Boccassini ha spiegato che l'impresa riconducibile a Giuseppe Galati è riuscita ad ottenere la certificazione antimafia per lavorare nei subappalti dell'opera collegata all'esposizione Universale, «ordinando che le sue quote nella società passassero ai suoi cognati». L'impresa ha così ottenuto da una azienda di Modena, appaltante per l'opera, due subappalti. Secondo Boccassini, è difficile pensare che «si poteva non sapere a chi si davano quei subappalti».



Sia Boccassini che Bruti Liberati hanno chiarito che segnaleranno alla prefettura di Milano la società riconducibile al presunto boss.
Bruti LIberati inoltre ha spiegato che «i controlli sulle aziende che stanno lavorando sulle opere di Expo o su quelle collegate hanno una estensione enorme e la prefettura ha emesso già una sessantina di misure interdittive nei confronti di aziende, facendo un lavoro imponente». Riguardo a questo caso specifico, ha aggiunto Bruti, «trasmetteremo gli atti alla prefettura».




Boccassini: «Dopo l'operazione Infinito non cambia nulla». Dopo l'operazione Infinito, quella con cui nel 2010 era stata smantellata la 'ndrangheta in Lombardia, «nulla cambia. È una riflessione da fare.» E per uscire dall'associazione mafiosa ci sono due modi «o con la morte o diventi collaboratore e ti dai allo Stato». Lo ha detto Ilda Boccassini nel corso della conferenza stampa.



Il procuratore aggiunto Boccassini, durante la conferenza stampa alla quale hanno partecipato i vertici dei carabinieri di Milano e il capo del Ros, il generale Mario Parente, riguardo all'operazione di questa mattina che ha portato in carcere 13 persone, ha spiegato che si tratta di «un segmento di notevole importanza perchè conferma quanto sancito dalla Cassazione con Infinito» e cioè dell' «esistenza in Lombardia delle locali» le quali hanno «autonomia nella nostra regione con un controllo capillare del territorio».

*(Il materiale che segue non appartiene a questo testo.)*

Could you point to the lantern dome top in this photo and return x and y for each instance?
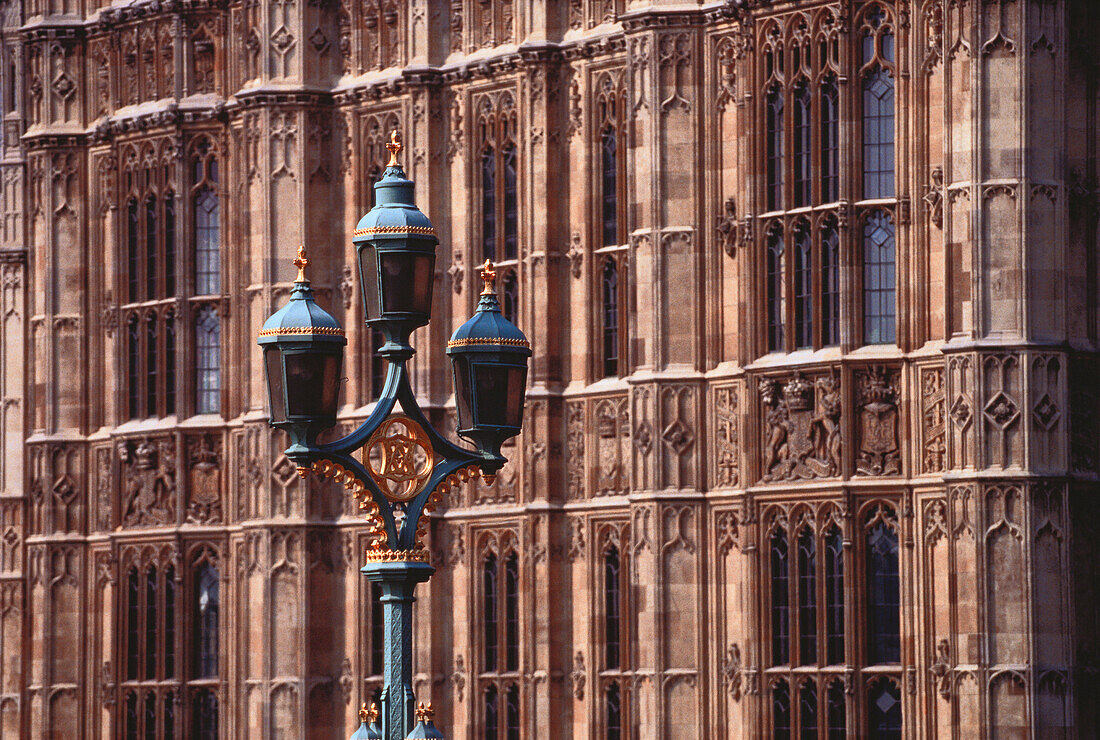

Ilda Boccassini, che è coordinatore della Dda milanese, a proposito di alcuni episodi emersi dall'indagine condotta dai pm Paolo Storari e Francesca Celle, ha ribadito che «denotano quanto è capillare l'infiltrazione ed è pesante. E quando l'organizzazione è in pericolo si reagisce con una violenza inaudita».